In Landau & Lifshitz's QM book, p86, a derivation of the eigenvalues of the angular momentum operator is given by taking its expression in polar form in one component (say $z$): $$-i\frac{\partial{\psi}}{\partial\phi}=l_z\psi,$$ solving for $\psi$ to get $$\psi = f(r,\theta)e^{il_z\phi},$$ and then making the argument

"If the function $\psi$ is to be single valued, it must be periodic in $\phi$ with period $2\pi$. Hence we find $l_z=m$, where $m=0,+-1,+-2,...$ Thus the eigenvalues $l_z$ are the positive and negative integers including 0."

I don't understand the argument in quotations. In complex analysis to make a complex exponential single valued we choose a branch, which would translate here to imposing the condition $0\leq l_z\phi \leq 2\pi$. I don't see how this translates into forcing $l_z$ to be an integer.

Answer 1

The argument is that (single particle) wavefunctions should satisfy $\psi(\phi)=\psi(\phi+2\pi)$ since rotating a distribution by $2\pi$ about the $z$ axis should leave the distribution invariant.

Thus, $e^{im\phi}=e^{im \phi}e^{2i \pi m}$ implies $m$ should be an integer.

Answer 2

If you don't make a branch cut, you have a function that wraps around from $0$ to $2\pi$ and keeps going. It may well have different values at $\phi$ and $\phi + 2\pi$. But if $l_z$ is an integer, the values will be the same.

Answer 3

There is an interesting argument based on manipulating the operators into suitable forms and relating them to the quantum mechanical harmonic oscillator, which does not require the single-valued-ness of the wavefunction. As far as I am concerned, this proof has already been outlined here, but I shall provide a more dimensionally consistent version of the proof.

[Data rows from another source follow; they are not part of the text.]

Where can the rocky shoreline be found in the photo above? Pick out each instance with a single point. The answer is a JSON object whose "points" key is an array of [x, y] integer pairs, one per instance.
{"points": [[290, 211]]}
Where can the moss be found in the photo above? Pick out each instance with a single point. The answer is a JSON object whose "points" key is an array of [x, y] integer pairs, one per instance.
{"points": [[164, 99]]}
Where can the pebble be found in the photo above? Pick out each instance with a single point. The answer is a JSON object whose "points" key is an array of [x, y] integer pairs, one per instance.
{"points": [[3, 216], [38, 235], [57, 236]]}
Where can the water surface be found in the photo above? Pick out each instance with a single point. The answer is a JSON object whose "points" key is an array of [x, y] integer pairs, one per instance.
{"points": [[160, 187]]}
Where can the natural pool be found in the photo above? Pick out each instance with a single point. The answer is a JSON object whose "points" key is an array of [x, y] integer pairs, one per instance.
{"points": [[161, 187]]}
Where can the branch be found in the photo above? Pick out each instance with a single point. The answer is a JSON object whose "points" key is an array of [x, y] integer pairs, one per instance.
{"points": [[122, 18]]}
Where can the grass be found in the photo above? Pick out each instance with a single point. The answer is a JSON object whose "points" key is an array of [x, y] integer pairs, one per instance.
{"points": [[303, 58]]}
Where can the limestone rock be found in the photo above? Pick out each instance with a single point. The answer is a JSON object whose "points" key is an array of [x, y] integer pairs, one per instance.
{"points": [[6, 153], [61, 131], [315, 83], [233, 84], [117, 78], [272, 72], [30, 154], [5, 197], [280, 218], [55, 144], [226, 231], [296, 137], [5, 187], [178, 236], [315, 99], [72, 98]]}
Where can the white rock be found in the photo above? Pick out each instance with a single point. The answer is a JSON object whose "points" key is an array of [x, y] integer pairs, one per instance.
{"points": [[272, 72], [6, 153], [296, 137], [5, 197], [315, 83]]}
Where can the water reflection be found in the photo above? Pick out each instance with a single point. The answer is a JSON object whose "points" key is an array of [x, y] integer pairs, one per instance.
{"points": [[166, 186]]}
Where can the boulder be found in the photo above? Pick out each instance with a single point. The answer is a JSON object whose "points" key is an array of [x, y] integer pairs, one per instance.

First we adopt the non-dimensionalised operators $$ \xi_{\{x,y\}} = \sqrt{\frac{m\omega}{\hbar}}\{x,y\} ,\quad \pi_{\{x,y\}}=\frac{\{p_x,p_y\}}{\sqrt{m\omega\hbar}}.$$

Now the azimuthal angular momentum becomes $$ L_z = \hbar\left(\xi_x\pi_y-\xi_y\pi_x\right). $$ Then we make the following transformation: $$ Q_1 = \frac{\xi_x+\pi_y}{\sqrt{2}},\quad Q_2 = \frac{\xi_x+\pi_y}{\sqrt{2}},\quad P_1 = \frac{\pi_x-\xi_y}{\sqrt{2}},\quad P_2 = \frac{\pi_x+\xi_y}{\sqrt{2}},$$ and note that the variables here obey the canonical commutation relation $$ \left[Q_i,Q_j\right] = \left[P_i,P_j\right] = 0,\quad \left[Q_i,P_j\right] = i\hbar\delta_{ij}. $$

This means we can treat them as formal position and momentum operators, leading to the quantum harmonic oscillator Hamiltonians $$ \mathcal{H}_1 = \frac{\hbar\omega}{2}\left(Q_1^2+P_1^2\right),\quad \mathcal{H}_2 = \frac{\hbar\omega}{2}\left(Q_2^2+P_2^2\right). $$

Calculate their difference to get $$ \mathcal{H}_1-\mathcal{H}_2 = \hbar\omega\left(\xi_x\pi_y-\xi_y\pi_x\right) = \omega L_z . $$ But $$ \mathcal{H}_1-\mathcal{H}_2 = \hbar\omega\left(n_1+\frac{1}{2}\right) - \hbar\omega\left(n_2+\frac{1}{2}\right) = \hbar\omega\left(n_1-n_2\right) , $$

so $$ L_z = \hbar\left(n_1-n_2\right) = m\hbar,\quad m\in\mathbb{Z}. $$